Within a few years of the Guta raJehovah being founded, satellite "Cities of Jehovah" with healing centres were established in several locations around Rhodesia. A 1954 visitor to the Guta described the scene:

The touching strains of a Methodist hymn greeted us and we saw – in a grass enclosure – hundreds of women swaying and clapping hands. In their midst was a long line of women, sitting on the ground ... From one end came Mai Chaza, touching and praying. She touched and squeezed their bellies. These were barren women and the ceremony was intended to make them fruitful. Headman Chiota told us that within the last few weeks no less than 68 women who had not given birth for a very long time were now expecting.

Mai Chaza was credited with having cured numerous women, who stayed in the Guta for periods of between six months and two years. Not all were cured, however; such failures were claimed to be the result of the woman lacking sufficient commitment to God and her failure to fully confess her previous sins. Followers were instructed that they had to confess every sin they had committed in their entire lives, from childhood up to the point of approaching Mai Chaza. They also had to surrender objects associated with sin, such as alcohol, money and tobacco, as well as "pagan" artefacts such as traditional medicines and charms. Members of the Guta were thus expected to be spiritually pure. They were also expected to be religiously exclusive, shunning prayers with members of other denominations. Mai Chaza personally renounced marriage and sexual relationships; as Toyin Falola and Nana Akua Amponsah note, this was indicative of the "extraordinary measures" that a woman engaged in spiritual healing was expected to take in order to "substantiate her right to heal and lead".

Her words and deeds were recorded in the Guta raJehovah Bible by her followers. This Bible was seen as supplanting the New Testament, and depicts Mai Chaza as a member of the Trinity. Women who were unable to conceive travelled to her church so that they could be touched by Mai Chaza, in the hope of being able to have a successful pregnancy. Individuals regarded as possessed by demons would fall to the floor and acknowledge the authority of the Holy Spirit.

===Influence===
Mai Chaza's movement posed problems for the mainstream Methodist Church, which was torn between a wish not to alienate her followers – many of whom saw her meetings as being authorised by the church – and the theological need to prevent her church from straying too far from official church doctrine.

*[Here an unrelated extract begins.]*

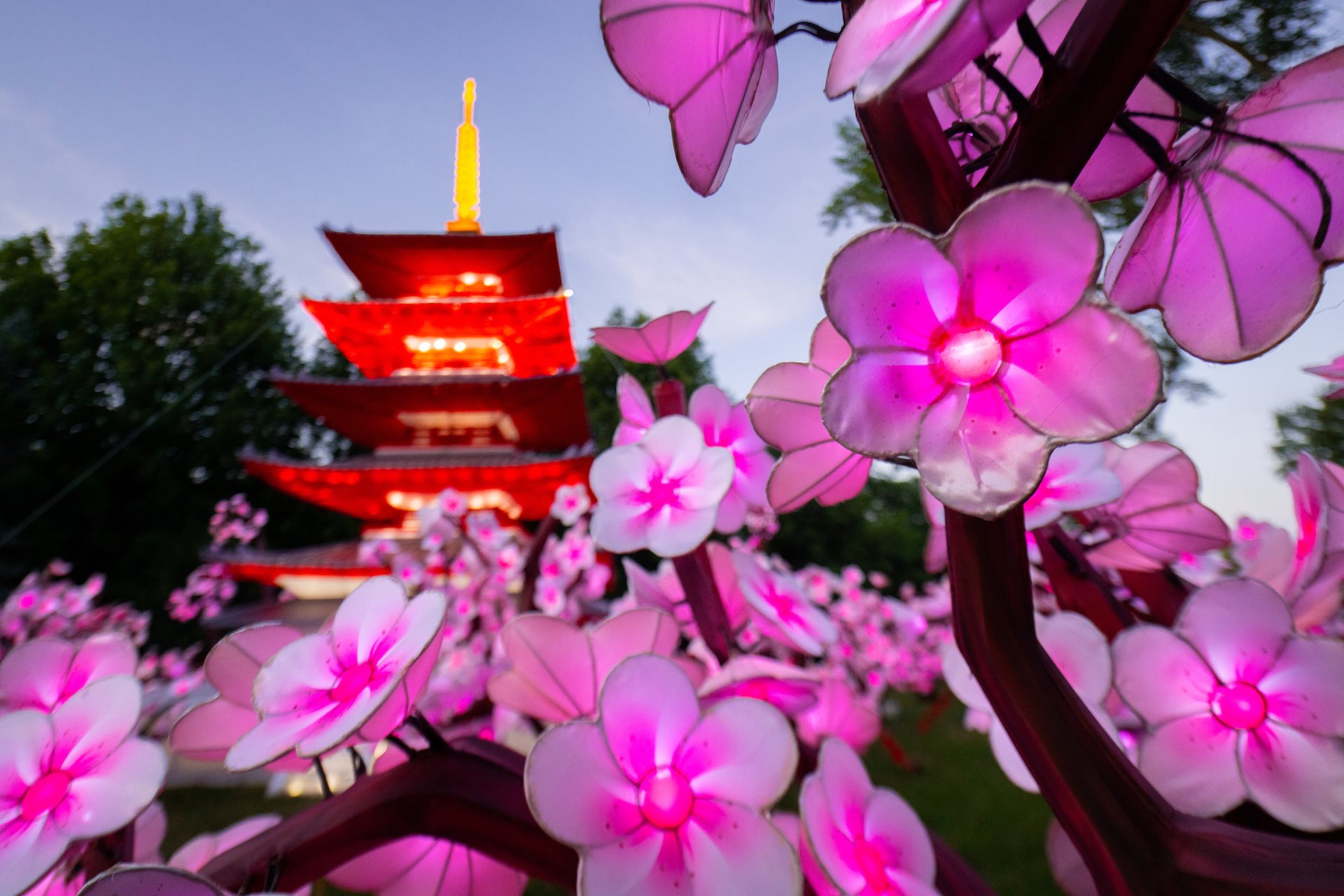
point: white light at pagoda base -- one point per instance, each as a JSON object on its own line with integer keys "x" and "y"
{"x": 480, "y": 500}
{"x": 319, "y": 587}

The Methodist Church instead took a middle path in the hope that the movement could facilitate a "revival within the Church" and advised tolerance and patience towards it.

Elsewhere, the Guta raJehovah movement was debated and criticised in the pages of journals such as the African Weekly. Mai Chaza's success in attracting thousands of followers was criticised as a wasteful diversion of valuable man-hours, while African opinion leaders such as Charles Mzingeli scorned the idea that barrenness could be cured through repenting sins. Stories emerged accusing Mai Chaza of exploiting her followers and enriching herself.

The rapid growth of her church necessitated a move first to Mount Dangare in the Zimunya Communal Lands near Umtali (now Mutare, in eastern Zimbabwe) in 1956, and subsequently to Zvimba District north-west of Harare, in 1960. It was at Zvimba that Mai Chaza died on 25 December 1960. According to legend, she disappeared from her coffin as it was being lowered into the grave, thus fulfilling her statement that she would "not have a grave here on earth".

After her death, her spirit was claimed to have reincarnated in Taxwell Tayali, of Zambian origin, who took the title Vamatenga ("someone from heaven"). He was, however, less influential and the church's numbers have shrunk since Mai Chaza's death.